Since these potential health impacts have come to light, a number of organizations have begun pushing for the reduction of PFAS in products. The first target of the ban has been food packaging, since even more "eco-friendly" paper and cardboard packages can contain high levels of PFAS. According to Plastic Oceans, McDonald's has pledged to phase out PFAS in their packaging by 2025. Consumer Reports also noted that Chick-fil-A, Burger King, and Nathan's have all pledged to address the issue.

While CR notes that some exposure is unintentional, and it is unrealistic to expect any brand to reach zero PFAS in their packaging, the goal is finding an acceptable level. There is no universally agreed upon level at this point, though estimates range from 20 to 100 parts-per-million of organic fluorine in a product. Denmark has set the bar at the stricter end of the scale, banning packaging with more than 20 ppm, while California has made the first move against the products in the U.S. by declaring that paper food packaging containing more than 100 ppm will be banned in the state starting in 2023. It is possible that the requirement would be lowered later on.

With less of the substances in the food people consume, and less of the contaminated materials ending up in landfills, incinerators, or polluting the oceans, the hope is that these "forever chemicals" will be diluted in the environment and pose less of a risk to future generations.

Study results

The Consumer Reports study showed results from 118 products from 24 fast food and grocery retailers. Organic fluorine was present in over 50% the products, with 37 products coming in over the 20 ppm threshold and 22 failing to meet California's standard. While some retailers had very low levels in all their tested products, every company had at least some present in at least one product.

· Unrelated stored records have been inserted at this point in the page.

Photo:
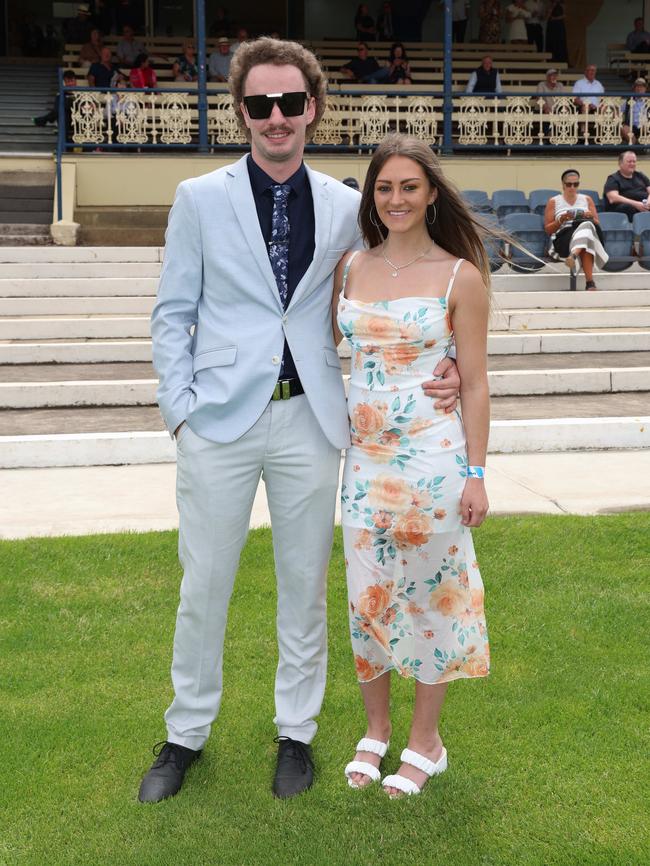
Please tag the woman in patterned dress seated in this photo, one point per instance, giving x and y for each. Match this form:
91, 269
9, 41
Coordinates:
413, 480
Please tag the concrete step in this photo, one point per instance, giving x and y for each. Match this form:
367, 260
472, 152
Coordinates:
142, 392
37, 272
107, 351
105, 287
60, 255
128, 237
118, 448
125, 419
69, 328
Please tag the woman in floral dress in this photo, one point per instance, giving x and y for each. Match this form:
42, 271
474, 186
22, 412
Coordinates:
413, 480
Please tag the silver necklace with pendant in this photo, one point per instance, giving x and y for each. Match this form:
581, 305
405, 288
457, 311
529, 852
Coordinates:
397, 268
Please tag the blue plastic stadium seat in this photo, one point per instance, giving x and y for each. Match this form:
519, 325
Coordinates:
619, 237
493, 246
478, 200
641, 229
507, 201
538, 199
528, 229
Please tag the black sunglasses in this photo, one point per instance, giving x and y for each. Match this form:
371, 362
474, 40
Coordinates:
290, 104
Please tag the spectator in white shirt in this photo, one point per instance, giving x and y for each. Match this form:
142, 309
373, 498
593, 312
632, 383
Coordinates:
534, 25
588, 85
484, 79
219, 63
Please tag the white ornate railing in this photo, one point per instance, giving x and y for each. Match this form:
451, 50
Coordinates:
358, 119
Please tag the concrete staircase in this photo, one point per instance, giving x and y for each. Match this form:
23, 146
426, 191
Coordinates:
568, 370
26, 199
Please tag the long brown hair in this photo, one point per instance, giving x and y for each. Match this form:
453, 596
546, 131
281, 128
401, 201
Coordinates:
455, 229
279, 52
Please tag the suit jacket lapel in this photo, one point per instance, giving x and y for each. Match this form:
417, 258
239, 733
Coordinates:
243, 204
322, 229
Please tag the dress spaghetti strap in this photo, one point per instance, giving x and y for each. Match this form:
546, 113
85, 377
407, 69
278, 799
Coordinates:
346, 271
452, 278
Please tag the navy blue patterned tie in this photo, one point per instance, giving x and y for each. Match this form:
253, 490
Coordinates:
279, 243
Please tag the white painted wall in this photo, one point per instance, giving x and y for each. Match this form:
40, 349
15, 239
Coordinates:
614, 22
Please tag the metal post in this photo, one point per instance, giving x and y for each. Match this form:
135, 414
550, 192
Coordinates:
60, 142
447, 81
202, 82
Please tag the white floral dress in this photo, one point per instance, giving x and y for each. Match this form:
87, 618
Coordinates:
414, 586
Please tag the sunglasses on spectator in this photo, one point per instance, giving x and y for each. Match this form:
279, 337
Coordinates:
291, 104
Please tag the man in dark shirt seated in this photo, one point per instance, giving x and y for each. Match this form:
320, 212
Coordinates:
627, 190
101, 74
365, 70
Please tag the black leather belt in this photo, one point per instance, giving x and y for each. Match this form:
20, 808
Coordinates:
286, 388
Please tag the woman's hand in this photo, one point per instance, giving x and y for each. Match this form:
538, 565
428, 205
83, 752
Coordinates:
473, 503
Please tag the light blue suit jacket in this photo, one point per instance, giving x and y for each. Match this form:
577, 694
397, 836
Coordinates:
218, 326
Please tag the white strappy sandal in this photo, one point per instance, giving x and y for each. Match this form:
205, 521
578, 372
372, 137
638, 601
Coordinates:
408, 786
376, 747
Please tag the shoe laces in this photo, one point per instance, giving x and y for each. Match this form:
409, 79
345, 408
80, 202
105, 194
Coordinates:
167, 752
298, 751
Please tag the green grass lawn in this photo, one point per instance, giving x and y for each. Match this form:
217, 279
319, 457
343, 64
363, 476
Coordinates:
549, 757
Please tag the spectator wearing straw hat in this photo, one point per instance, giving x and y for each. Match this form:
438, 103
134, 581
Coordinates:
549, 85
635, 113
219, 63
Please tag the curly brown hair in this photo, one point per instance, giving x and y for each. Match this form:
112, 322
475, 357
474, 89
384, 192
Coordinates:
279, 53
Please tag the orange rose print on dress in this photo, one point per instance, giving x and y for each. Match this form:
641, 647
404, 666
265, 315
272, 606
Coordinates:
372, 603
364, 669
418, 425
412, 529
382, 519
363, 540
449, 599
369, 418
388, 493
401, 356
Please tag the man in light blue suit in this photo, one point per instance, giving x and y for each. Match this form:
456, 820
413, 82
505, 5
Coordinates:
251, 386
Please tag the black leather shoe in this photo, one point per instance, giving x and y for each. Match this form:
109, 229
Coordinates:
167, 772
294, 772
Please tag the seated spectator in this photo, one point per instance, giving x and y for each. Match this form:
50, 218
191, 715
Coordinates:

The worst category of products was paper bags and wrappers. Bags used for cookies and French fries and wrappers used for certain sandwiches had some of the highest levels, including Arby's cookie bags, McDonald's bags for cookies, fries, and chicken nuggets, Burger King's cookie and chicken nugget bags, as well as the Whopper wrappers, and Chick-fil-A's wrappers for sandwich wraps. All of these products exceeded 100 ppm, many multiple times over.

The retailer with the worst percentage of products in violation was Cava, with five out of six products coming in over the 100 ppm threshold, including sandwich wrappers and their fiber bowls and trays. The single worst item tested was Nathan's Famous' green striped side bags, which came in at 876 ppm, according to the CR study.

Retailers which performed particularly well included Five Guys, Freshii, Popeyes, Shake Shack, Smash Burger, and Wendy's, all of which had all their tested products come in under 20 ppm. White Castle, Whole Foods, Roy Rogers, Hannaford, and Checkers also performed very well. Each had only one product test between 20 and 30 ppm.